Researchers aim to understand the unexpected, tsunami-like waves that slammed into the Pacific Northwest coast in 2016 and 2018

Cannon Beach in Oregon is a popular site for tourists, but has also experienced dangerous sneaker waves.
Credit: Jeff Hollett

By Brittany Flaherty

On January 16, 2016, a sudden swath of large and powerful waves swept through seaside communities along 450 kilometers (280 miles) of Pacific Northwest coastline. From Washington to northern California, water rushed past normal tide lines and filled beaches and streets, stretching hundreds of meters inland.

These “sneaker waves” are aptly named given their unannounced arrival, which occurs when massive waves push extra water onshore—a higher-than-usual water level that scientists refer to as runup. At best, these events take beachgoers by surprise. At worst, they are disastrous and fatal.

Researchers taking interest in these surprise events are starting to understand how they unfold. The data gathered so far suggests distant storms created the swells that drove the 2016 sneaker wave and another that occurred in early 2018, according to Chuan Li, a civil engineering graduate student at Oregon State University who presented his team’s most recent work on the two massive waves last month at the 2018 AGU Fall Meeting in Washington, D.C.

As researchers learn more about what caused these events, Li said they hope to better inform the public about the possibility of an unexpected and powerful sneaker wave.

“The bottom line is we’re trying to better understand these extreme runup events so we can inform the public,” Li said. “This work is motivated by wanting to provide additional safety for beachgoers and ultimately creating more awareness and better warning systems.”

Taking the “sneak” out of “sneaker waves”

Sneaker waves are fairly common in the Pacific Northwest. But the 2016 one was different.

“Video footage showed really large wave runup events within two or three hours of each other,” Li said. “The runup was so strong and went so far that people were up to their knees and water went all the way up into an inlet. We saw some pretty unusual phenomenon on this particular day.”

Li and other scientists were confounded: the wave activity measured deep in the ocean and on shore resembled conditions for a small tsunami, but without the triggering earthquake or telltale atmospheric disturbances.

“These long runup signals are often generated by things like earthquakes, submarine landslides, and tsunamis, or sometimes by waves at the surface,” said Ryan Mulligan, a coastal engineer and oceanographer from Queens University in Kingston, Ontario who was not involved in the research. “I don’t think I’ve ever seen effects in the deep ocean and on shore like that unless it’s a tsunami. So if it’s not a tsunami, then what is going on?”
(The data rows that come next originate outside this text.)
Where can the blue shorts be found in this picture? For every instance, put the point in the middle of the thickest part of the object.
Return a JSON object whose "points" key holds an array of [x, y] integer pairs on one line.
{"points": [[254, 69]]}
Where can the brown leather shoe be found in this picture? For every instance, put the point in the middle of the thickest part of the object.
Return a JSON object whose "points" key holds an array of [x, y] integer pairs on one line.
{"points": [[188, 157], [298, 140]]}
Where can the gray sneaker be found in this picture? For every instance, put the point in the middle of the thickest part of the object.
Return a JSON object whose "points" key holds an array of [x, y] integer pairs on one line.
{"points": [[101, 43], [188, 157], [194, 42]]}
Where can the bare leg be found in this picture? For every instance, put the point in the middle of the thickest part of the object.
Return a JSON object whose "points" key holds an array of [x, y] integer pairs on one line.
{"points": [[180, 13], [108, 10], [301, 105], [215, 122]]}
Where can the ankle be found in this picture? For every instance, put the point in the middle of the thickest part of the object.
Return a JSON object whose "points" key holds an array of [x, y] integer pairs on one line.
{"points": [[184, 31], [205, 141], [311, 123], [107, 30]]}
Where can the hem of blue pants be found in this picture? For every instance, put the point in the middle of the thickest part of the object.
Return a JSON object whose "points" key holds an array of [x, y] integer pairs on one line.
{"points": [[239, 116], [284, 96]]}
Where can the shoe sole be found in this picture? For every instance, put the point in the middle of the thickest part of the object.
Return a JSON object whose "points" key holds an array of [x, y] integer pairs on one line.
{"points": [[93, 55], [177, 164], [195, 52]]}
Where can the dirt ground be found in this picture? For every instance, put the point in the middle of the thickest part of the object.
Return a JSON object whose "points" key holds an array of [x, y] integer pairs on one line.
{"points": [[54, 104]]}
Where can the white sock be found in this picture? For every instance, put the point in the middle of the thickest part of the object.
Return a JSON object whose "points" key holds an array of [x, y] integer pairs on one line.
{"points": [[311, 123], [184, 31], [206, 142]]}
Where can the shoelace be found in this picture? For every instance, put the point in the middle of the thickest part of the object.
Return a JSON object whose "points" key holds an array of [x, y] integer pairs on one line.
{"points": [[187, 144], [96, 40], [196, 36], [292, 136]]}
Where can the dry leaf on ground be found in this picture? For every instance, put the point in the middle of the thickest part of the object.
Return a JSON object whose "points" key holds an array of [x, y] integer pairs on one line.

To get to the bottom of this mystery, a team of researchers at Oregon State University examined the near- and off-shore conditions leading up to and during the sneaker wave. They turned to existing data gathered by sensors and instruments off the Pacific Northwest coast: tide gauges, wave buoys, and bottom sensors on the ocean floor.

Examining the wave patterns around the runup event, Li’s team observed unusually long and rapidly increasing peak wave periods both near the shore and further out at sea, indicating that a large swell may have driven the runup. What exactly caused the swell was not yet clear, but Li suspects distant storms may have been responsible.

As Li and his colleagues began to dive deeper into analyzing the instrumentation data, they learned that the 2016 sneaker wave was not a one-off event.

Two years later—nearly to the day—another massive runup event burst on the scene. It produced similar oddball signals and yielded another wave of attention on social media. But Li says there is still not enough information readily available to protect the public from these occurrences.

Sneaker waves don’t move in a predictable pattern like most wave sets, making them difficult for passersby to anticipate, according to Li.

“Visitors often don’t know much about the dangers of this particular part of the world, where we get very big waves,” Li said. “They might think, I can just stand by the edge of the water and I’ll be okay. But [these events] are the leading cause of death by drowning in this area.”

Li’s team now plans to further explore the possible drivers of this event and better understand potential generation mechanisms.

“We’re hoping to do some numerical modeling and lab work—running some short waves immediately followed by very long waves—to see if we can replicate some of this,” Li said. “We’re going to try to understand as much as possible.”

–Brittany Flaherty is a science writing student at MIT.